Yale School of Medicine researchers report on a role for the Fanconi anemia protein FANCI in ribosome biogenesis. With the help of sub-cellular fractionation, co-immunoprecipitation, antibody labeling, and other approaches, the team showed that the FANCI protein turns up in the cell's nucleolus, where it appears to contribute to pre-ribosomal RNA transcription and processes. "Our results expand the functions of FANCI to encompass ribosome biogenesis and DNA repair," the authors write, "highlighting the importance of future investigations into the role of other [Fanconi anemia] proteins in synthesizing ribosomes."
Researchers from Michigan State University and the University of Michigan present a machine learning-based approach for identifying genes capable of producing lineage-specific metabolites, using the plant model organism Arabidopsis thaliana to demonstrate the strategy. After characterizing the sequence conservation, expression, network, and other features in a subset of specialized metabolic enzymes compared to general metabolic contributors, the team incorporated more than 10,200 distinguishing features into a specialized metabolism gene prediction model that subsequently highlighted 1,220 previously unappreciated specialized metabolism genes in A. thaliana.

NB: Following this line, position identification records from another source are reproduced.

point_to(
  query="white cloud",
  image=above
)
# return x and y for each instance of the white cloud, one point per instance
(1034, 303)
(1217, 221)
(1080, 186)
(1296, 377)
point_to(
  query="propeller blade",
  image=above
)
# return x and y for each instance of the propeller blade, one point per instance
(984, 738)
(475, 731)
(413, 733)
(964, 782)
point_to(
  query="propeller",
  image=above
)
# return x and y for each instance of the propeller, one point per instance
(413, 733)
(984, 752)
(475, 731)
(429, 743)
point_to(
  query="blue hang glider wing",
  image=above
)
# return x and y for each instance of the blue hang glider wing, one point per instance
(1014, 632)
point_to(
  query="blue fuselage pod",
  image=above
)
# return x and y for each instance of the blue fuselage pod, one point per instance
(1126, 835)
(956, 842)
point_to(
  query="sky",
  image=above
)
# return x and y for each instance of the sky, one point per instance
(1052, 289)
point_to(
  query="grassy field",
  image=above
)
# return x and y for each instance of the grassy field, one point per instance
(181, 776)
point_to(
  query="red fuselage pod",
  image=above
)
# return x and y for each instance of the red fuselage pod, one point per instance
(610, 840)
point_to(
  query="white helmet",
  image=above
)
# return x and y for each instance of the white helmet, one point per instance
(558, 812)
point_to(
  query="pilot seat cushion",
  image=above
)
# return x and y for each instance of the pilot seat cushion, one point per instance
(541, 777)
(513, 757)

A University of Texas-led team explores the function of small interfering RNAs in developing A. thaliana seeds. Using laser-capture microdissection and small RNA sequencing, the researchers characterized siRNAs in the endosperm and seed coat of A. thaliana seeds produced by crossing plants with a mutant copy of an RNA polymerase subunit-coding gene called NRPD1 — previously implicated in Arabidopsis seed siRNA biogenesis. In the process, they found four sets of siRNA loci, including siRNA that depended on the presence of maternal NRPD1 and/or targeted specific transcription factors. From these and other results, the authors suggest that it may be possible to improve seed production and crop yield by focusing on siRNA-mediated gene expression.